Une économie toujours exposée aux chocs extérieurs
La stabilisation actuelle intervient dans un contexte international particulièrement incertain. Les tensions géopolitiques, notamment autour du Moyen-Orient et du détroit d’Ormuz passage stratégique pour près d’un cinquième du pétrole mondial rappellent la vulnérabilité des économies dépendantes des importations énergétiques.
Pour la RDC, le risque est double.
D’un côté, une hausse du prix du pétrole pourrait renchérir les coûts d’importation et raviver l’inflation. De l’autre, un ralentissement de la demande mondiale pourrait affecter les prix des métaux, principal moteur des exportations du pays.
Cette double exposition souligne une réalité structurelle : l’économie congolaise reste profondément dépendante des cycles internationaux des matières premières.
Le défi de la transformation économique
Les indicateurs macroéconomiques actuels témoignent d’une amélioration réelle de la gestion économique. La discipline monétaire semble plus affirmée et la coordination avec la politique budgétaire se renforce.

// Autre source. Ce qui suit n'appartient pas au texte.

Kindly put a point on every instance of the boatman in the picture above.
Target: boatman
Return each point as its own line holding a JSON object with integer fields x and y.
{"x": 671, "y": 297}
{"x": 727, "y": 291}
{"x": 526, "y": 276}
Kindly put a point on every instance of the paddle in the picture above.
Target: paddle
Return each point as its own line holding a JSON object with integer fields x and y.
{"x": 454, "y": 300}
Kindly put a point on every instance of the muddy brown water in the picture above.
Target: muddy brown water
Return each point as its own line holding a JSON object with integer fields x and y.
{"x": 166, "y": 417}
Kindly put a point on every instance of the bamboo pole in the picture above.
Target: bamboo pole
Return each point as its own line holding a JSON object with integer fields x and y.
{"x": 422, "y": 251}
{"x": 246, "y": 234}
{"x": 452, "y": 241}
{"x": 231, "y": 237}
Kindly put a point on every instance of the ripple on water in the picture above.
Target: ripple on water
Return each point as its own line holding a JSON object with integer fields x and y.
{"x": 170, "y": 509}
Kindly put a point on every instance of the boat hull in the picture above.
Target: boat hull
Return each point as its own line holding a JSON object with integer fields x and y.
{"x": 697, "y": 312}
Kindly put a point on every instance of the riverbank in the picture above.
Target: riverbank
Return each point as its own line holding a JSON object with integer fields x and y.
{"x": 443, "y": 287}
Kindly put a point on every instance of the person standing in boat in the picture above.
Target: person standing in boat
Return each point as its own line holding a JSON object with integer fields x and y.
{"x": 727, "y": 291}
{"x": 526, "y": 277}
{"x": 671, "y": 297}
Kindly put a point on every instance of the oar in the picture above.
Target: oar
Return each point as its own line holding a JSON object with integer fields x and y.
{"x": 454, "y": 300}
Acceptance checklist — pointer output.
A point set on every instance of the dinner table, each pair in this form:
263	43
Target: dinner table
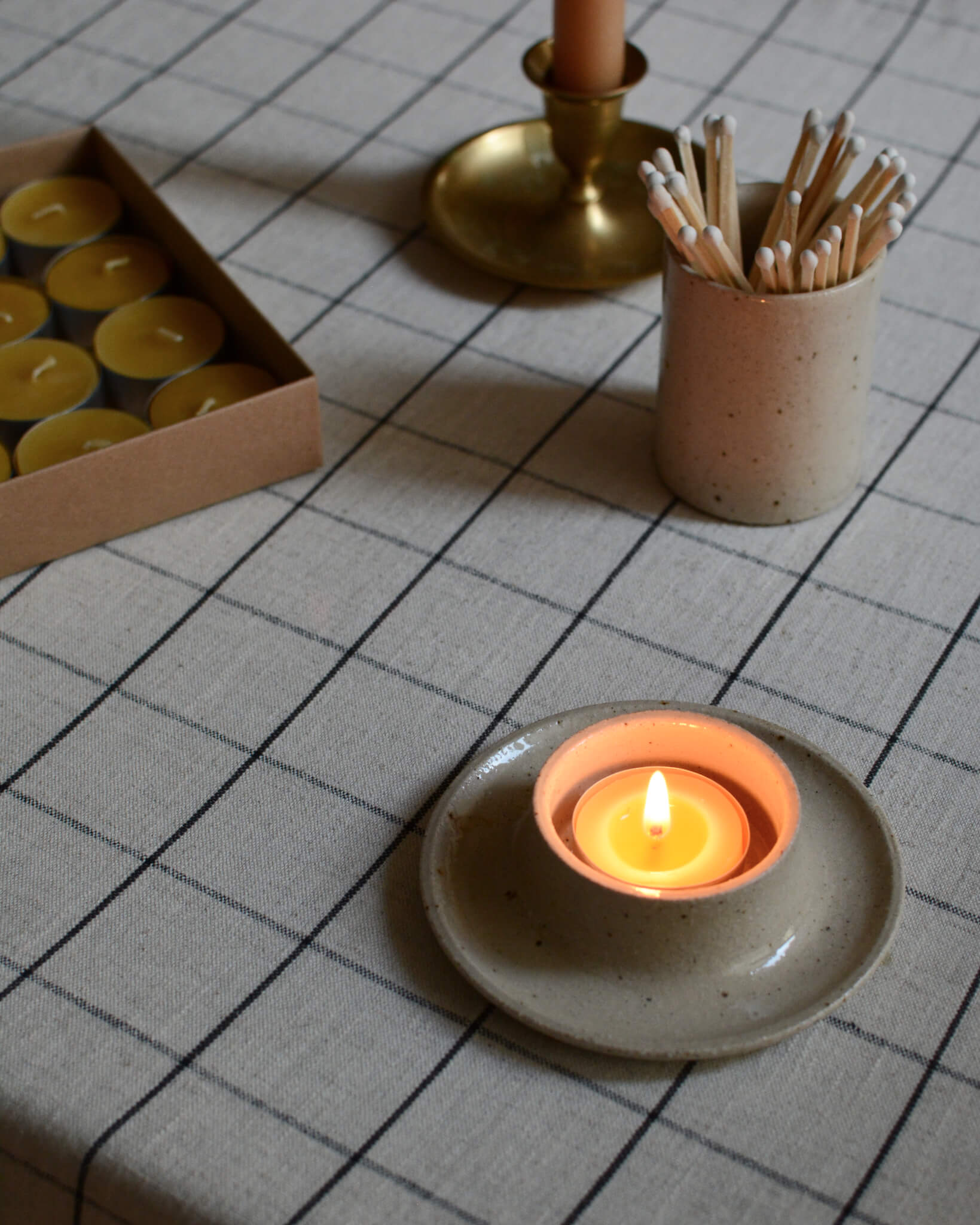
224	736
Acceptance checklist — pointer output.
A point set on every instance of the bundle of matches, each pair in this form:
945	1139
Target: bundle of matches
809	243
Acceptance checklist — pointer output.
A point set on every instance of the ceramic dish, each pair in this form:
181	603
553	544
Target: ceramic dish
673	980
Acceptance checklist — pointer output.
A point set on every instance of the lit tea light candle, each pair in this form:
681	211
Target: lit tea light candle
90	281
668	828
43	217
206	390
142	345
590	49
41	377
23	312
72	435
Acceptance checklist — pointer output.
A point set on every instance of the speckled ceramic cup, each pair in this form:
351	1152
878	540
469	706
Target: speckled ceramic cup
762	398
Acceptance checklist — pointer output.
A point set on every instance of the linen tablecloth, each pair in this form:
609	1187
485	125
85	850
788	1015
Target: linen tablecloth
222	738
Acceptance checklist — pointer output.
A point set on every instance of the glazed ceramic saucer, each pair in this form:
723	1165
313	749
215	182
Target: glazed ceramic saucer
657	978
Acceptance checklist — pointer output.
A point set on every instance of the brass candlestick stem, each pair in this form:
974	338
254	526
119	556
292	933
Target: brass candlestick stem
554	201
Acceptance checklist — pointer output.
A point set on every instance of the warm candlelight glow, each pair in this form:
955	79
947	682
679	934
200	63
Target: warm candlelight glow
657	806
671	828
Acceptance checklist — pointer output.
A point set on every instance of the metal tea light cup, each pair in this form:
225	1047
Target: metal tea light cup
762	397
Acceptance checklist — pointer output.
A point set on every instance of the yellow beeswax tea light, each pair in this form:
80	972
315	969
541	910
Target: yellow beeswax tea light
71	435
662	827
206	390
41	377
42	217
23	310
158	339
107	273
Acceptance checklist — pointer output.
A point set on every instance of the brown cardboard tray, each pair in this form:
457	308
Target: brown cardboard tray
184	467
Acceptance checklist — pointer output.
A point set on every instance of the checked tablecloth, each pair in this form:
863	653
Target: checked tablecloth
219	1001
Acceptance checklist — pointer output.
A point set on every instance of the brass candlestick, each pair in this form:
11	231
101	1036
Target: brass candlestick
554	201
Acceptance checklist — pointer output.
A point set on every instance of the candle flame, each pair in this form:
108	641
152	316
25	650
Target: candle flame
657	809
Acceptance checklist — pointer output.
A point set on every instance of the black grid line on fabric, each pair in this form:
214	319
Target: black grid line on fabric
338	666
62	1186
255	106
205	1043
913	1102
921	693
386	1126
899	1124
243	1095
841	528
291	718
302	193
25	582
254	548
56	43
619	1160
496	1039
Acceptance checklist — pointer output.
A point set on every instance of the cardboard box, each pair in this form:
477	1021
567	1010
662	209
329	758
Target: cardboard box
184	467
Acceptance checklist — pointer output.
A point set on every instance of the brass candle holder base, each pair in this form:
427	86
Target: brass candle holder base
554	201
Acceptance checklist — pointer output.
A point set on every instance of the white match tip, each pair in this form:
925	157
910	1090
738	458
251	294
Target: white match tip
676	185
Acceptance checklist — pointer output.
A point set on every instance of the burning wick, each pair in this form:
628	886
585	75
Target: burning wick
58	208
657	807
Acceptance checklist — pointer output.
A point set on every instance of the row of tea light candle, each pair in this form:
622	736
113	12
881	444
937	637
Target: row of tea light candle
154	349
853	232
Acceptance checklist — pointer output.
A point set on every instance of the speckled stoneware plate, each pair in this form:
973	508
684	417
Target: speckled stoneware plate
657	979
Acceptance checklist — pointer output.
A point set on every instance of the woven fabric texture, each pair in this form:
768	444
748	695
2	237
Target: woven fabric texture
222	738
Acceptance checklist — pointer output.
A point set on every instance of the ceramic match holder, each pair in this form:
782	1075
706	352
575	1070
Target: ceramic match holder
695	973
762	397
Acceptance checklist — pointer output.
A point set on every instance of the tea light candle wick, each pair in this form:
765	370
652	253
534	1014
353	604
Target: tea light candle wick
57	208
657	807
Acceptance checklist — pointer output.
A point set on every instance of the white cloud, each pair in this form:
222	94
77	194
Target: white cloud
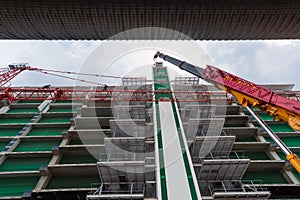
275	61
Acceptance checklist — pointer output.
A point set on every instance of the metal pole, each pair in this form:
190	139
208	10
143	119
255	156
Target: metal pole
272	135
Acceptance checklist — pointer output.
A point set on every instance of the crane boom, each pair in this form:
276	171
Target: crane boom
250	94
246	92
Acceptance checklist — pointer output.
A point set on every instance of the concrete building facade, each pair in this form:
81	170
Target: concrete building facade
180	145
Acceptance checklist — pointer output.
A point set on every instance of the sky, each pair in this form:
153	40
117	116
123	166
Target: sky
262	62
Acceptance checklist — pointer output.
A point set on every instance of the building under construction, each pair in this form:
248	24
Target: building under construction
159	139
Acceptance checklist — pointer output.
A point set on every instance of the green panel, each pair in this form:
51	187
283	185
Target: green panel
288	141
15	186
279	127
9	131
234	125
3	144
246	139
42	145
80	142
76	159
46	131
63	101
55	120
23	110
8	120
257	155
76	181
266	117
296	174
23	164
268	177
75	142
282	155
63	110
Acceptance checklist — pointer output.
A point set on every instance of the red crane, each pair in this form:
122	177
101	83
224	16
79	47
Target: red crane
103	94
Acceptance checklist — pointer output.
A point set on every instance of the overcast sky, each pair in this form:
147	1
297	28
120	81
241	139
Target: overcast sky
258	61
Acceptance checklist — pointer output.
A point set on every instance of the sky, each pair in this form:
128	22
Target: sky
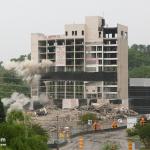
20	18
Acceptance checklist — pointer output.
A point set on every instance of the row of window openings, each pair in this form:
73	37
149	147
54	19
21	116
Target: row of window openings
74	33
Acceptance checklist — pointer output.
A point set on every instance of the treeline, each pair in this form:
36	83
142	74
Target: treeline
139	61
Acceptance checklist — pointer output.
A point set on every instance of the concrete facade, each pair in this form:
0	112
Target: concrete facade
89	47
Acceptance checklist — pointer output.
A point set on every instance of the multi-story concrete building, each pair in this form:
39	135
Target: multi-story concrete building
90	61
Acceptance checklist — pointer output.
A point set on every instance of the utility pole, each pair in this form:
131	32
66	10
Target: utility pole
57	134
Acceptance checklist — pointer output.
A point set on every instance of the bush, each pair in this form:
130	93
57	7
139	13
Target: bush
144	134
131	132
110	146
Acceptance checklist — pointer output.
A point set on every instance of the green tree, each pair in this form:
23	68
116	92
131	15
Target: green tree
22	135
144	134
2	112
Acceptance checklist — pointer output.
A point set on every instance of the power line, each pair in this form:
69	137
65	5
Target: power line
10	84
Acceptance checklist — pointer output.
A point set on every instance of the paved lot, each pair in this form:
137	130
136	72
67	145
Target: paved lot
96	141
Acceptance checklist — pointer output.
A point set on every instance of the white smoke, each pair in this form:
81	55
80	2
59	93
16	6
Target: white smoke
16	101
29	70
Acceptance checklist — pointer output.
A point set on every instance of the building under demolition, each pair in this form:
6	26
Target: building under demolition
90	62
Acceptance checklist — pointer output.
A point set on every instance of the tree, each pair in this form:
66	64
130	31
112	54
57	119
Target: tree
144	133
2	112
22	135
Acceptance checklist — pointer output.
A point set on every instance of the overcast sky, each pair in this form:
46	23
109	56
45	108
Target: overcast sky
20	18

Mais la véritable question dépasse la stabilité conjoncturelle.
Pour transformer sa croissance en développement durable, la RDC devra élargir sa base productive, investir massivement dans les infrastructures, l’agriculture et l’industrie locale, et améliorer l’environnement des affaires.
Le pays possède un potentiel économique immense : ressources naturelles, marché intérieur considérable et position stratégique au cœur de l’Afrique. Pourtant, ce potentiel reste encore largement sous-exploité.
La stabilisation macroéconomique constitue un premier pas. La transformation structurelle, elle, reste le véritable horizon.
Une accalmie plus qu’un tournant
Les chiffres présentés par la Banque centrale racontent l’histoire d’une économie qui se stabilise après une période de turbulences. Inflation en recul, monnaie plus stable et croissance soutenue offrent des signaux encourageants.
Mais dans une économie aussi dépendante des matières premières et des dynamiques internationales, la stabilité reste un équilibre délicat.
Pour la RDC, la question n’est plus seulement de maintenir l’ordre macroéconomique. Elle est désormais de convertir cette accalmie en opportunité stratégique : celle de bâtir une économie plus diversifiée, plus résiliente et moins vulnérable aux tempêtes du marché mondial.